17. The aforementioned processor, By applying the second AI model to the transferred first user-related dataset, a presentation dataset is generated that includes data points necessary for healthcare professionals associated with the first healthcare center to assess the user's current health status and address the determined first requirements. Controlling a display device associated with the first healthcare center to display the generated presentation dataset, The system according to claim 14, further configured as follows.

18. The second AI model is an interactive AI associated with the first healthcare center, hosted on the first electronic healthcare system. The system according to claim 17.

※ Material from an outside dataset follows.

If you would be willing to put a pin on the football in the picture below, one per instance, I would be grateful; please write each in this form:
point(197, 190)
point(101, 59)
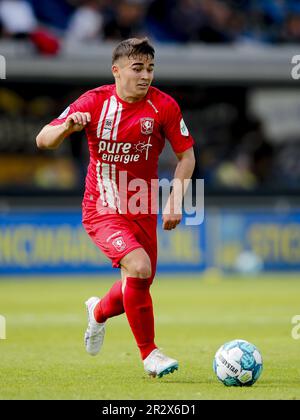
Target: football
point(238, 363)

19. A non-temporary computer-readable storage medium configured to store instructions, wherein, when an instruction is executed by a computer in the system, the computer in the system... Collecting first data related to the user, which includes past health data and a sensor dataset corresponding to a health monitoring parameter set, Applying a first artificial intelligence (AI) model to the collected first data to calculate one or more first indicators that reflect the deviation of the user's health status from a reference value, Based on the calculated one or more first indicators, first inference data is generated that includes one or more labels or tags related to the cause of the deviation. Based on the generated first inference data, determine the first requirement which requires the user to visit the first healthcare center for the first requirement, Based on the collected first data and the first inference data, determine a first user-related dataset related to the determined first requirement, Transferring the determined first user-related dataset to the first electronic healthcare system associated with the first healthcare center, To detect the presence of the user in the first healthcare center, Based on the above detection, as part of the first requirement determined above, medical data related to the medical treatment received by the user at the first healthcare center is collected, The first AI model is updated based on the collected medical data and the first inference data so that the first AI model outputs the collected medical data as correct results. Perform an action that includes this, The first AI model includes a trained model that takes the first data as input and outputs one or more first indicators, and a trained model that takes the medical data and the first data as input and outputs second inference data. A non-temporary computer-readable storage medium characterized in that the first user-related dataset includes information about the user related to the user's diagnosis and medical treatment.